My time was growing short and I began to fear that I might be gone hunting before I had penetrated the mystery of the historical portrait attitude near the woodpile and the protests of the ducks in the water. This was going on straight along, only I had never managed to see the beginning of it. Therefore I fed them on toast to draw closer to them, and I tried to give each a piece, turn about; but only too often, when toast meant for the Duchess had fallen in the water directly under her nose, she would peer helplessly about and the Countess would dip down quickly and get it. Sometimes the Duchess saw it one second too late, when their heads would literally collide, and the Duchess, under the impression she had got it, would snap her bill two or three times on nothing, and then perceive the Countess chewing the morsel.
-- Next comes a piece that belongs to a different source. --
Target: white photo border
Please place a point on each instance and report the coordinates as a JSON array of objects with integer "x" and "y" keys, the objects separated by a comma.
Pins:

At this she always savagely bit the Countess; and still, through it all, the drake sustained his admirable ignorance. My feeding device triumphed. I did learn about the woodpile.
This is what I saw. They had been swimming for a while after eating the toast. Sir Francis had finally swallowed a last hard bit of crust after repeatedly soaking it in the water. He looked about and evidently decided it was time for the haystack. He got out on the bank, but the ladies did not. He turned and looked at them; they continued swimming. Then he walked slowly away in silence, and as he grew distant their swimming became agitated. Reaching the woodpile, he turned and stood in bland, eminent profile. Then the ducks in the pond began. The Duchess quacked; the Countess quacked; their voices rose and became positively wild. A person who did not know would have hastened to see if they needed assistance. This performance lasted four minutes by my watch--the drake statuesque by the woodpile, the ducks screaming in the water. Then, as I have before described, they succumbed to the power at the woodpile. They swam ashore, flapped to dry themselves, and made for Sir Francis like people catching a train. He did not move until they had reached him, when all sought the haystack.